Challenge Based Learning according to challengebasedlearning.org is…
is an engaging multidisciplinary approach to teaching and learning that encourages learners to leverage the technology they use in their daily lives to solve real-world problems. Challenge Based Learning is collaborative and hands-on, asking students to work with peers, teachers, and experts in their communities and around the world to ask good questions, develop deep subject area knowledge, identify and solve challenges, take action, and share their experience.
The site also provides some great resources under its Toolkit menu that will help facilitate CBL in the classroom. My school has a strong focus on PBL so I will be implementing that in my teaching practice, however, I do not think CBL is entirely irrelevant from PBL and certainly the apps they suggest on APPitic for implementing CBL are going to be useful.
This presentation from Jennifer Dorman from Discovery.com unpacks CBL and what’s interesting to note is that it mentions the Buck Institute’s work on project based learning as a place to learn about CBL. Can it be deduced from this then that PBL and CBL are one in the same? Just different language? When the presentation starts to unpack the CBL design, it provides a really great scaffold for planning and setting up CBL in the classroom. It also provides quality examples of these in practice.

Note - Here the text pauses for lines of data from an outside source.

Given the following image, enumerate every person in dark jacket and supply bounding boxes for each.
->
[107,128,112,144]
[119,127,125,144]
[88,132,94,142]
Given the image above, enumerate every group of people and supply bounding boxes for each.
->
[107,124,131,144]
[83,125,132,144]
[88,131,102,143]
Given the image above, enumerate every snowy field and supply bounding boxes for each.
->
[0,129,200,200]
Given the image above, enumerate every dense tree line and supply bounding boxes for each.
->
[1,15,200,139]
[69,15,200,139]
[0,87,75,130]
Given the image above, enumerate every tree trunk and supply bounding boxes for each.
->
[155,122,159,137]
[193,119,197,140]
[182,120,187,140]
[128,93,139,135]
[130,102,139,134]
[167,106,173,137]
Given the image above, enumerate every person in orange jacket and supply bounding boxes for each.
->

Whether a teacher is intentionally integrating CBL or PBL in the classroom for the specific purpose of facilitating CBL or PBL, or whether they are simply teaching their day-to-day lessons, there are elements and practices in CBL and PBL that can inform and facilitate great teaching always. Teachers are guided by outcomes, content and skills that their students need to learn and I think planning a lesson or unit around a big question focuses the lesson and when written the right way, it can help communicate to the students what the intended outcome is and when the question is answered they have achieved their lesson outcome.